Hopefully those helped out my caller of last week. But I couldn't fail to appreciate a bit of irony in how the "silo-ing" of the big players sustains cottage industries. In this case, Google has its translation feature and Google Docs. But Microsoft is still the gatekeeper when it comes to business documents (particularly when you're leery of entrusting the corporate crown jewels to the cloud servers of a company that's getting stalkier by the day).

Grethor will open a Disneyland before we see Microsoft and Google collaborate on anything that important. Thus, a small company that's just interested in making a living can duct tape over the problem of converting human languages back and forth within a crust of proprietary gibberish markup.

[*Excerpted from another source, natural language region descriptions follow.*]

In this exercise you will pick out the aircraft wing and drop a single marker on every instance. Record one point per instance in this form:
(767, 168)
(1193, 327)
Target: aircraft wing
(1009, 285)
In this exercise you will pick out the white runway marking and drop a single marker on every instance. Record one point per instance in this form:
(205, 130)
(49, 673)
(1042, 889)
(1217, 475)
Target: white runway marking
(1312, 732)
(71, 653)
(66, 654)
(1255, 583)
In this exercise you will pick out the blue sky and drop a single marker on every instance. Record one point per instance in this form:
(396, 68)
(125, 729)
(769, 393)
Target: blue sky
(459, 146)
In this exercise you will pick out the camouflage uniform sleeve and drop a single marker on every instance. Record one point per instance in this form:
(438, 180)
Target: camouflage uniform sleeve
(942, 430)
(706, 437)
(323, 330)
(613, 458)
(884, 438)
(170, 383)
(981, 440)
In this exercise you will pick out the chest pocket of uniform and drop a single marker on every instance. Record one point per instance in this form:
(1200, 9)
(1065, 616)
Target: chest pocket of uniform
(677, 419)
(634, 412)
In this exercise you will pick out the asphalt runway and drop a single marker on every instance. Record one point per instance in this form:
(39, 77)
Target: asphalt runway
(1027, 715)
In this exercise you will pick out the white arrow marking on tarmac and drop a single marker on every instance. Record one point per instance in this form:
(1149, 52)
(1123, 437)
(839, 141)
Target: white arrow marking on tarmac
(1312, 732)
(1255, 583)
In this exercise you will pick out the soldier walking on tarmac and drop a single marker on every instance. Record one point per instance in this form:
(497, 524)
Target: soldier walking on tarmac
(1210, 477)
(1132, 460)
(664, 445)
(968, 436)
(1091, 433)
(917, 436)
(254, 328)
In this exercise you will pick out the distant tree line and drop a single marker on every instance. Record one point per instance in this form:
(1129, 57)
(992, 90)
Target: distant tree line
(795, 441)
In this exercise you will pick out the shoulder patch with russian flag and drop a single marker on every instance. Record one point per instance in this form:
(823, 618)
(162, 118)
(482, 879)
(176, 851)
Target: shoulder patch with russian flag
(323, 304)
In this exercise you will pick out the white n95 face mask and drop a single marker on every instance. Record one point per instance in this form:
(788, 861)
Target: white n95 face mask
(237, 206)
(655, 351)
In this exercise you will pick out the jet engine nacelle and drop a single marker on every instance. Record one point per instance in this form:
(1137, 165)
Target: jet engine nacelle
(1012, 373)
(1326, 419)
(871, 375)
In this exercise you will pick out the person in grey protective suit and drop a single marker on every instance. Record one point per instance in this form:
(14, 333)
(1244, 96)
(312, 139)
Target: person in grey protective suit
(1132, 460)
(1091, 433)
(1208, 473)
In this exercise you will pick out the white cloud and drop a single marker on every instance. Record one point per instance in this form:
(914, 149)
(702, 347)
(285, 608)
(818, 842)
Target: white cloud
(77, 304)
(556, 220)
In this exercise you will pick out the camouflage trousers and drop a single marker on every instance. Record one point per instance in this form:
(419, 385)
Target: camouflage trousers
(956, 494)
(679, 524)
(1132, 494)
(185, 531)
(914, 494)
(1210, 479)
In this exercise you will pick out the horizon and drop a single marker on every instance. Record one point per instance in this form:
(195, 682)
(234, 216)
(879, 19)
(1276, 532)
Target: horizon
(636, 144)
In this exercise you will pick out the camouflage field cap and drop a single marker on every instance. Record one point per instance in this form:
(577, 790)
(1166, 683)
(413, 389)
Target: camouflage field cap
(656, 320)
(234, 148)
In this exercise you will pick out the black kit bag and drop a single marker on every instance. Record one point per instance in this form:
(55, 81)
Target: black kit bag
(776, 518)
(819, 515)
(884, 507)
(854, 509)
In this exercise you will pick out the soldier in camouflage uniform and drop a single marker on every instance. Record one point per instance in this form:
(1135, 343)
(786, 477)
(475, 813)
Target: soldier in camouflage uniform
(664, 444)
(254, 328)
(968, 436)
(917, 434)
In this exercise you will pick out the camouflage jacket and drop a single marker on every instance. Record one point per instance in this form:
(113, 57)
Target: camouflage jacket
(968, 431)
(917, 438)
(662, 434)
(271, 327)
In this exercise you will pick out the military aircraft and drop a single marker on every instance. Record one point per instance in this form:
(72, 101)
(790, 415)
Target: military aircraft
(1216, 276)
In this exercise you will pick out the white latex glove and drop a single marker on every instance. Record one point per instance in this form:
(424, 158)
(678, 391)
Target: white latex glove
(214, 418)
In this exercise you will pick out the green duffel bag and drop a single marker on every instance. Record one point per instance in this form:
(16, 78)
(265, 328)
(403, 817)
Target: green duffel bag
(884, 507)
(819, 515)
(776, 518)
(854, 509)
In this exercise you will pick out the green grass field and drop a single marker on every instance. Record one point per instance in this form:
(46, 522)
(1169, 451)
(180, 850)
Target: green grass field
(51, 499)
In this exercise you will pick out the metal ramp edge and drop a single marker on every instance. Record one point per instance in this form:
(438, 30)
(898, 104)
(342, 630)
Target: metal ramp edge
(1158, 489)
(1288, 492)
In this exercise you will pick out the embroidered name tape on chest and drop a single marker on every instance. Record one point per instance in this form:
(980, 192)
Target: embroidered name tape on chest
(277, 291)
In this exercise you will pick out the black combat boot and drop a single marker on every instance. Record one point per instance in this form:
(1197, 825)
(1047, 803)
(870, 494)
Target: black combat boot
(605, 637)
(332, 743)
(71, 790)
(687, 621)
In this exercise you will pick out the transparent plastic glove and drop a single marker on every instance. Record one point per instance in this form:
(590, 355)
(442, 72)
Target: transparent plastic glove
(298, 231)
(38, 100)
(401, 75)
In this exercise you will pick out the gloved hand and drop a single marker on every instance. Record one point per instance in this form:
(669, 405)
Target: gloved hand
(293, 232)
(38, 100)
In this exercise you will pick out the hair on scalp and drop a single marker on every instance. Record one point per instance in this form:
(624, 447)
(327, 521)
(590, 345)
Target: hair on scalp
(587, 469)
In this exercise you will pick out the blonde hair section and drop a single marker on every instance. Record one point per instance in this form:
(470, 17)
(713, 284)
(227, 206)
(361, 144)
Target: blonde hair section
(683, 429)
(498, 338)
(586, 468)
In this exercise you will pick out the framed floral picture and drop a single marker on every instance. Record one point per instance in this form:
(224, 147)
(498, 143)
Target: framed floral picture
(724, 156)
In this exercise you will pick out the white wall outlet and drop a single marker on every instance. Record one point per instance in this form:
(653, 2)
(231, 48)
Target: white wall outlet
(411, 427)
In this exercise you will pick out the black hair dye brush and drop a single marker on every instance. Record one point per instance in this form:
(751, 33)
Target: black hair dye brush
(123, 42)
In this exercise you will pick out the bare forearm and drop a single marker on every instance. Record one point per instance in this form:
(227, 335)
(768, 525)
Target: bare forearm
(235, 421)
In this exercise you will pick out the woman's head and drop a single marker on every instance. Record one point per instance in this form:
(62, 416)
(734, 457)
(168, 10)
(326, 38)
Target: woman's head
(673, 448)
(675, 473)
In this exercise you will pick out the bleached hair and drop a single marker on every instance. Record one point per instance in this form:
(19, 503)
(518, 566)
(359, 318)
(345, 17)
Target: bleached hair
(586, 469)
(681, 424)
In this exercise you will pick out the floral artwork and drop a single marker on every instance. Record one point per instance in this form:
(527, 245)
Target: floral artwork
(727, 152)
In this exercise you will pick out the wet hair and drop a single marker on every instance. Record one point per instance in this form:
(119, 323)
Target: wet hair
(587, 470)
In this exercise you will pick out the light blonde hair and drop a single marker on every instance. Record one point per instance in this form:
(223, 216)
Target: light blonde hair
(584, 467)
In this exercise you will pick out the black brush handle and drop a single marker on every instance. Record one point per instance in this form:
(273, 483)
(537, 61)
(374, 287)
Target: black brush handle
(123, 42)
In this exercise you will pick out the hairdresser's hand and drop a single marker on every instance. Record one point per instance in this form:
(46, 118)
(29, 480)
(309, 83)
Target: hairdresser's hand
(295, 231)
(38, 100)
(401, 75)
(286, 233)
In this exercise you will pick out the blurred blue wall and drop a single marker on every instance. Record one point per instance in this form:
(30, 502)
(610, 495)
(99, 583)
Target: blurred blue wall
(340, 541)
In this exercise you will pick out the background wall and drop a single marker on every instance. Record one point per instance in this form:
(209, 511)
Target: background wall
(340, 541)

Not unlike birds cleaning the teeth of crocodiles. (The crocodiles, naturally, being smarter than corporate behemoths because they know a win-win situation when they see one and cooperatively keep their jaws open rather than trying to eat said birds.)

Similarly, I'll be spending another day tomorrow cranking out "duct-tape" code meant to work around the differences between the reality distortion fields created by the Microsoftverse and the Googleverse. The Handyman's Secret Weapon is not unknown in the programming world. And for much the same reasons--trust me, Red Green would totally have my back on this.